Mark, We loved Orange Grove Park in Bakersfield as well. We camped there twice in January on our big Calif trip and got tons of oranges, yum. Your blog is great!


----------



## Fire44

OK....now you have done it Mark!!!

I am sitting here at my desk, eatting lunch (which we aren't suppose to do) and the boss walks in as I am reading you blog.....wanted to know what I was "working" on!!! WELL....he was saying something about not using the computer for personal use and all of a sudden he wanted to look at the pictures.
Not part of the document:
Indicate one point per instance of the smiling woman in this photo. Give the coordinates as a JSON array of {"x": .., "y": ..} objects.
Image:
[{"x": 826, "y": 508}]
I guess I am going to have to look into a trip to the west. I am really enjoying your blog. It makes me want to pack up and leave now....

Stay safe!!!

Gary


----------



## skippershe

More great stories to be had in Mark's blog...


----------



## Darj

Some great stories. Wanted to say thanks for blogging your trip so we could "go" along with you all. I have been enjoying my morning coffee and reading your blog!

~Anissa


----------



## Doxie-Doglover-Too

what a treat your stories are! makes me want to go across country too! The little dog, Chili, may have been a a dapple daschund







Keep the stories coming, you have writing style


----------



## California Jim

Lovin the blog Mark & family. However I did spit Dr. Pepper through my nose when I read that "Casa De Fruita" was in San Francisco. How appropriate. Stay safe and thanks for an enjoyable read......"dewd".

CJ


----------



## campntn

Hi fellow Outbackers!
Thanks for all of the compliments on the blog. We, as a family, have really enjoyed it. It is the one "tech" thing that my whole family has gotten into, along with me. Maybe it'll help turn the tables when I go into Best Buy now and spend too much time.LOL
. We have done more, saw more, met more, laughed more and driven more than we could have ever dreamed. The crew is getting tired.
Getting ready for a landing next Wednesday...we've put a lot of asphault under these 8 tires over the last 18 days. 
Hoping to sleep better tonite. As I said in the blog, none of us sleep well at higher altitudes. Dunno why. We can be fine and go to bed and become restless...same thing happend in Flagstaff. 
Glad where we live is flat.
Hope all of you are well!
Mark


----------



## Carey

campntn said:


> Hi fellow Outbackers!
> Thanks for all of the compliments on the blog. We, as a family, have really enjoyed it. It is the one "tech" thing that my whole family has gotten into, along with me. Maybe it'll help turn the tables when I go into Best Buy now and spend too much time.LOL
> . We have done more, saw more, met more, laughed more and driven more than we could have ever dreamed. The crew is getting tired.
> Getting ready for a landing next Wednesday...we've put a lot of asphault under these 8 tires over the last 18 days.
> Hoping to sleep better tonite. As I said in the blog, none of us sleep well at higher altitudes. Dunno why. We can be fine and go to bed and become restless...same thing happend in Flagstaff.
> Glad where we live is flat.
> Hope all of you are well!
> Mark


The reason for lousy sleep........ Oxygen.... Its a common thing, takes 3-5 weeks to climatize yourself to altitude.. It bothers many people that are not used to it, its pretty normal. Many get sick.

Keep on safe trailerin!

Carey


----------



## campntn

I have posted the final blog. Thanks for all the great comments, emails and signing the guestbook. You are all postive and motivating and I'm glad to be associated with such a group.
OUTBACKERS RULE!!
Home, safe and sound, and hope that all of you are as well.
Mark and co.


----------